After we got back in, we realized we needed to start packing and get ready for our flight in the morning.  We messaged our driver and let him know we still needed to get the dress from his sister.  We also messaged him that we had changed out minds about going out, but he hadn’t got that message.  He called shortly afterwards and he and his sister came by to bring the dress.  I tried it on and absolutely loved it!  I can’t wait to wear it somewhere.  They left shortly afterwards and we then just hung out as a family, drank a little more palm wine, and relaxed.

In the morning, the electricity was once again off, smh.  We decided against even contacting the landlord and just began getting ready to leave.  We had debated between getting an Uber and calling the driver.  I looked up the cost of getting an Uber (15 Cedi, approx $3) and Patrick reached out to the driver to determine how much he would charge for the trip.  He told us that he didn’t have a charge.  We asked again what the charge was, and he said we could basically pay whatever we felt a fair price was.  He stated that we could simply pay whatever we wanted.  He came to pick us up, and on the way to the airport we had to stop for gas.  Shortly later, we were pulling over again.  He needed to go to church!  Thankfully, the stop was short, but I was seriously starting to regret my decision to not use Uber.  Finally, we arrive at the airport and thank him for helping us navigate the coast over the past few days.  We gave him $6 for the trip, to which he appeared surprised.  His face showed what appeared to be disappointment, even though we had given him twice the price we would have paid otherwise (without the two stops)!

From there, we went into the airport, checked out bags, and got ready to head back to our home in the Middle East.  Overall, the trip was great!  I LOVED seeing black and brown people everywhere.  From stepping off the plane and seeing people from African and of African descent at every counter, aisle, checkpoint, etc., to eating the local foods and drinking the local drinks, and visiting historically significant landmarks, it was eye opening and engaging.  However, it was frustrating knowing that I was still an outsider in many aspects.  I had also expected to see a bunch of cool natural hairstyles, but the only person I saw rocking their natural hair was me!  Everyone else had some form of hair added in: weave ponytails, wigs, braids, weaves, etc.  Another shocker was the number of churches, nearly all displaying an image of a blond hair blue eyed Jesus.  While many black churches in the states don’t have black Jesus up, they simply refrain from using any image on their doorstep.  Not the case there.  For every thing that I thought odd though, there was at least one thing I found familiar and intriguing.

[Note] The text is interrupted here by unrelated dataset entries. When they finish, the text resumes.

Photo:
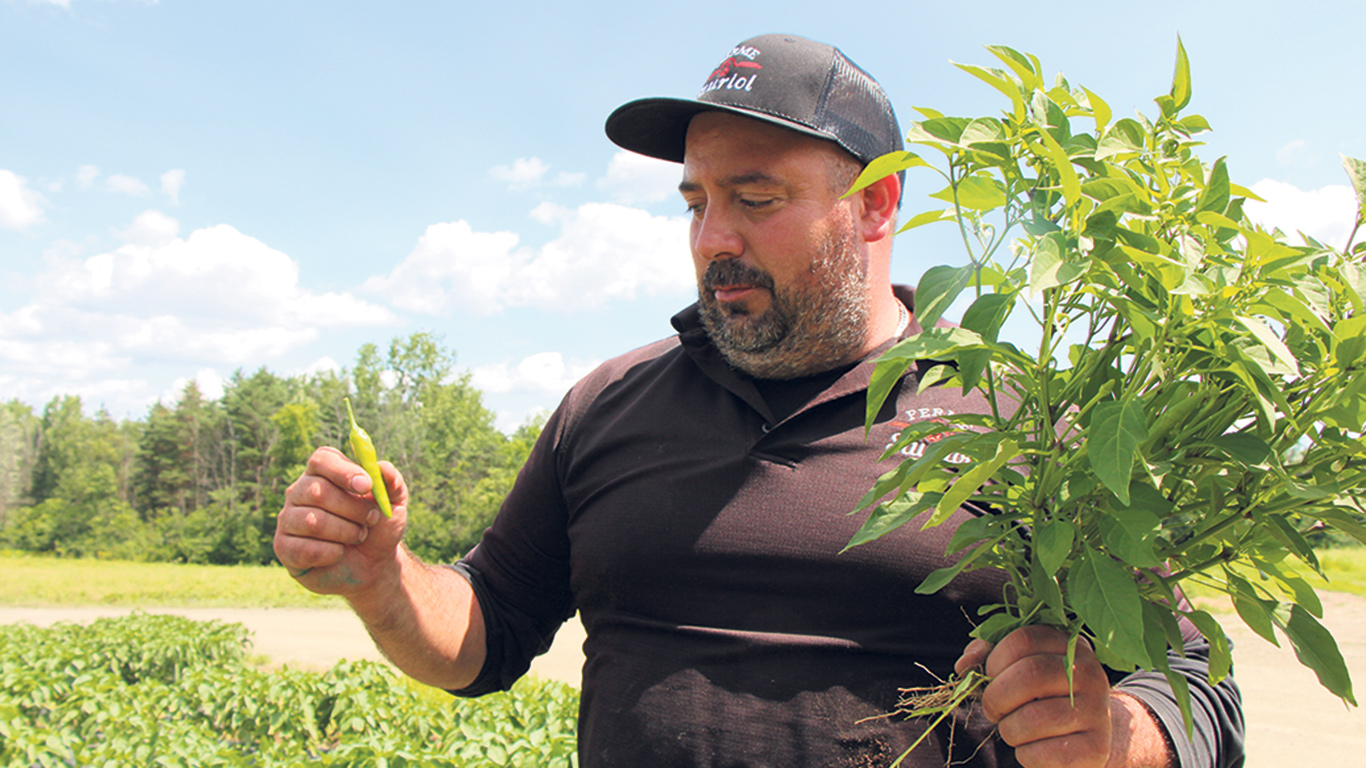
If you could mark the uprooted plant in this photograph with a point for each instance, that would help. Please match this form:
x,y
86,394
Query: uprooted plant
x,y
1195,402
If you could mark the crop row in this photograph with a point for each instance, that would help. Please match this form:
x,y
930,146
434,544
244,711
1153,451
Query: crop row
x,y
165,690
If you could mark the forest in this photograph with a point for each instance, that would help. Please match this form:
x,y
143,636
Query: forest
x,y
202,480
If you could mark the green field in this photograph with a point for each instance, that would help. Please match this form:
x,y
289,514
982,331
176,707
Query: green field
x,y
34,581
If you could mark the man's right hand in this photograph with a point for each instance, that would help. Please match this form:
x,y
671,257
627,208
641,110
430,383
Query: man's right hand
x,y
331,535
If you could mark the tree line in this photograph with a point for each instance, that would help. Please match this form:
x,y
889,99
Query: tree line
x,y
201,481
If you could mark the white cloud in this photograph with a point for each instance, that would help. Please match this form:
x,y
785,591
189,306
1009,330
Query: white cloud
x,y
633,179
604,252
150,228
171,183
86,175
215,297
208,380
19,207
1325,213
526,172
127,185
541,373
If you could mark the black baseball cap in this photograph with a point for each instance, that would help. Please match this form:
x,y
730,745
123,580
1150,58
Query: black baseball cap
x,y
784,79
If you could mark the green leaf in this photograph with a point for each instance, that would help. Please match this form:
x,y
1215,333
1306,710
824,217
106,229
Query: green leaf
x,y
988,313
1122,140
971,481
1053,543
887,166
1316,648
1025,66
1048,591
1063,166
1130,530
996,627
1118,429
1347,519
1048,265
1357,172
1216,194
1268,338
1220,651
1256,611
1182,78
1243,447
997,79
1105,597
926,217
933,343
974,193
1100,110
939,289
891,515
936,131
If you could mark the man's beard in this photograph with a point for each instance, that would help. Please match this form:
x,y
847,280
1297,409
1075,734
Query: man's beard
x,y
807,328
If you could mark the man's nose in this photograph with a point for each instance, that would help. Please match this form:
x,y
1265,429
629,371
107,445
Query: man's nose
x,y
716,237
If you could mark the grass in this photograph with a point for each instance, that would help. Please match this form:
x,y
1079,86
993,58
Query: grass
x,y
34,581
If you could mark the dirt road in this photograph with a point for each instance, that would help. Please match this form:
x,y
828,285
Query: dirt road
x,y
1291,719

Will I visit again, most likely.  Will I visit other places in the continent, of course!  I look forward to my next adventure and taking you all along with me.

Medaase!

 

2 thoughts on “Medaase

  1. Lasheena, in my own travels I had somehow missed part of your delightful commentary! What a thrilling adventure you have been on!!! I would like to know how you determined which stops you would make. Africa is so amazing that choosing must require a process of you end up like a kid in a candy store. My niece recently returned from what she described as the trip of a lifetime but she went on one of those overpriced safaris. I would like to see the culture but wonder if I would be accepted or just given the skim as a tourist. Appreciate your comments when you have time. So happy for your life!

    Like

    1. I aspire to travel more like you one day! For this trip, we just did a lot of Google searching and I asked a few people who were from the area or who had visited to let me know what they enjoyed most. We did know we wanted to visit Ghana because we had specific people we wanted to meet, knew that most African Americans who descended from slavery came from Western Africa, and Ghanaians mostly speak English. Since we didn’t have a lot of time, we stuck to the coast instead of visiting some of the other areas in Ghana that were more inland, like Kumasi. I think overall as American’s we aren’t “accepted,” but I don’t think you’d be shunned in any way. We encountered people of all races, as a lot of people go to the country on missions, then take a break in Accra.